えっ、といった反応のルナにエトナ―はいやいや、と手を振ってこたえる。

「お前さんなら戦いにすらならんよ。悪魔の姿を見せればその時点で全てが終わるさ」
「悪魔の姿・・・」
「余所行きの名前ももらっただろ?その首飾りを外して名乗ればいい」
「はい!では・・・我が名は、アービル!」

ずいと前に出て胸をはるとルナは真名を隠した悪魔の名を唱えるが・・・。
しーん、と静まり返った。首飾りを外し忘れていたので再度やってみる。

「うぅ、は、恥ずかしい・・・もう、我が名はアービル!」

もう一度やってみたが・・・どうにも反応が悪い。というより変化がない。
ルナは回れ右してエトナ―のところへ戻った。

「・・・やっぱりな、コントロールできてない」
「うぅぅ・・・ごめんなさい・・・」

二度も恰好をつけて失敗したのでルナは顔が真っ赤になっている。

「人から悪魔に、悪魔から人になれないと困るから経験積ませようとしたんだが・・・」

ま、その為の私だ。とエトナーは言うとルナの首飾りを受け取ると杖でルナの肩を叩いた。

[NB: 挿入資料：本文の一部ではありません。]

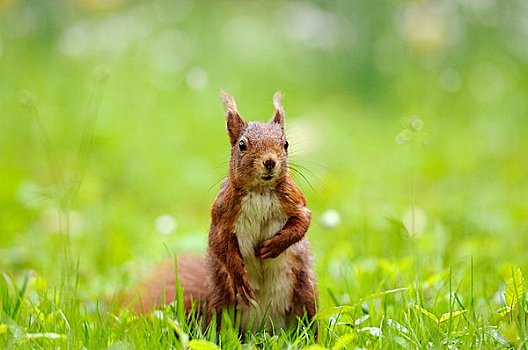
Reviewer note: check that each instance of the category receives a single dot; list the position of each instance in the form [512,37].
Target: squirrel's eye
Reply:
[242,145]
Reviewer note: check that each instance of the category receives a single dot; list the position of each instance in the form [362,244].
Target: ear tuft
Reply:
[235,123]
[278,117]
[229,102]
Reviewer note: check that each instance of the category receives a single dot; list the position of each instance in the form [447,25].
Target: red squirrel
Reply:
[258,258]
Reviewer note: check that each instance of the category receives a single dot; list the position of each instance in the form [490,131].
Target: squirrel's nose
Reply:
[269,164]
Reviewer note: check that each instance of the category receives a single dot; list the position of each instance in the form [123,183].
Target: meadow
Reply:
[407,124]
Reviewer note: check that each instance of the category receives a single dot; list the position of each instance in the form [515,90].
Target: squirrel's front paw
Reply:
[269,249]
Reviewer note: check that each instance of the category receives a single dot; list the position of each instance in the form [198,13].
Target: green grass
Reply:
[410,139]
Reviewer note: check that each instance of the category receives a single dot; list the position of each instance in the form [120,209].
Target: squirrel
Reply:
[258,258]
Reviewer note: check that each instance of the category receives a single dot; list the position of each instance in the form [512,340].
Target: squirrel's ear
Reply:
[278,117]
[235,123]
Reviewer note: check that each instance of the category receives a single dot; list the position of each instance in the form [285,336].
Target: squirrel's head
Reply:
[259,151]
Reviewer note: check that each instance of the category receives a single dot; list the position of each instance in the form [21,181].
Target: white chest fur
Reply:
[260,219]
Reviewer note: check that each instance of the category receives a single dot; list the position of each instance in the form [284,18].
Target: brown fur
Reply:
[221,281]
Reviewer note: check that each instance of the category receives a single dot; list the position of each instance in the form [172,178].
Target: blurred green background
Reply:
[407,119]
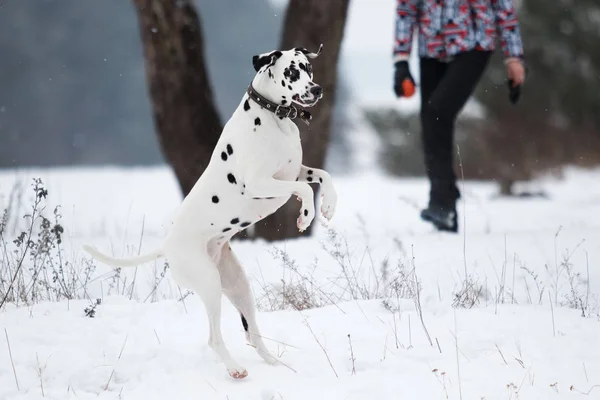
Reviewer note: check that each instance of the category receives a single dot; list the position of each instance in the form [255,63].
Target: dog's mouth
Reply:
[307,99]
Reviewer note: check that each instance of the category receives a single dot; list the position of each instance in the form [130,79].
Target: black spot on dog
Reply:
[292,73]
[244,323]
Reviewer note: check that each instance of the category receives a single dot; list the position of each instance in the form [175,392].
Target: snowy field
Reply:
[523,338]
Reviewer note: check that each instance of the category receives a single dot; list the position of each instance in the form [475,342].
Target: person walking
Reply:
[456,39]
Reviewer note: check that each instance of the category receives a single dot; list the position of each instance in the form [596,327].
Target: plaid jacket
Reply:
[449,27]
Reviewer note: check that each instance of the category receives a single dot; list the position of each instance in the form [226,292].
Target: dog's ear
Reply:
[260,60]
[308,53]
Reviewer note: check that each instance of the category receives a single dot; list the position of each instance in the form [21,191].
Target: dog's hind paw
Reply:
[328,203]
[305,218]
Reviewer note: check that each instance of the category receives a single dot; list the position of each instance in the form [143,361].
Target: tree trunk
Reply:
[185,116]
[308,23]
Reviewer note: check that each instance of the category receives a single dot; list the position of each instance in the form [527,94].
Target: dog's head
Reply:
[286,76]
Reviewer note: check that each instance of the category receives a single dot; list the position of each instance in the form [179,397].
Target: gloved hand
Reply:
[404,84]
[516,72]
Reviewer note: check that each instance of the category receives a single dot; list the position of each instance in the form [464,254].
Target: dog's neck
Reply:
[279,110]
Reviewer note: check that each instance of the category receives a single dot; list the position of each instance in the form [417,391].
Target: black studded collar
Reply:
[290,111]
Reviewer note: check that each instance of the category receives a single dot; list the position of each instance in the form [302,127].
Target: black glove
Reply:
[514,92]
[404,84]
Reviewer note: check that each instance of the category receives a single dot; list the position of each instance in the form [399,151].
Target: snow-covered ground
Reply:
[521,341]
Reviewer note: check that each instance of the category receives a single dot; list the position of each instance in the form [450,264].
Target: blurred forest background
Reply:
[73,89]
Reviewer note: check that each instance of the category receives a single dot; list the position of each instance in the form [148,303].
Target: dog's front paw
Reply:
[307,214]
[328,203]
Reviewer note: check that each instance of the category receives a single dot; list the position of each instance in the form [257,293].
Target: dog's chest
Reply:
[287,154]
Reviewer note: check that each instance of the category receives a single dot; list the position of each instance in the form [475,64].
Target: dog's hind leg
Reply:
[237,289]
[202,276]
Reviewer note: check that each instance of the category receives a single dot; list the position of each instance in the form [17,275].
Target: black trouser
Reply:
[445,88]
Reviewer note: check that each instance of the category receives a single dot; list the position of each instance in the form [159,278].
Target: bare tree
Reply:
[185,116]
[308,23]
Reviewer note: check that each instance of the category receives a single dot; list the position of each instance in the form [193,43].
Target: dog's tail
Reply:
[122,262]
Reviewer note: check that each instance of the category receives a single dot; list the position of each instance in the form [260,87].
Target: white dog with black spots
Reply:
[254,170]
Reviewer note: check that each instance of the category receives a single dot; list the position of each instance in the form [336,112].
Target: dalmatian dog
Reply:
[254,170]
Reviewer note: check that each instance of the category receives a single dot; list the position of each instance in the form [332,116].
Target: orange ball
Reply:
[408,88]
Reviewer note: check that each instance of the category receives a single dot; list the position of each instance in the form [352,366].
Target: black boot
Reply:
[444,218]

「とりあえずは・・・蝙蝠か蜘蛛の姿をイメージしときな、ムカデだと確実に砦を壊しちまうからな」
「は、はい・・・」
「それでは行くぞ・・・『神の聖名に置いて命ずる、名を明かせ』」

杖をルナの額に移動させてそう唱えるとルナの内側から何かがあふれ出るような感覚を覚えた。

「お、オォォォォォ・・・!」
「名乗れ」
「我が名は・・・アービル!”深淵にてなお清らかなるもの”なり!」

二つ名が自然と口をついて出た。それと同時にルナの体はメキメキと音を立てて膨らんでいく。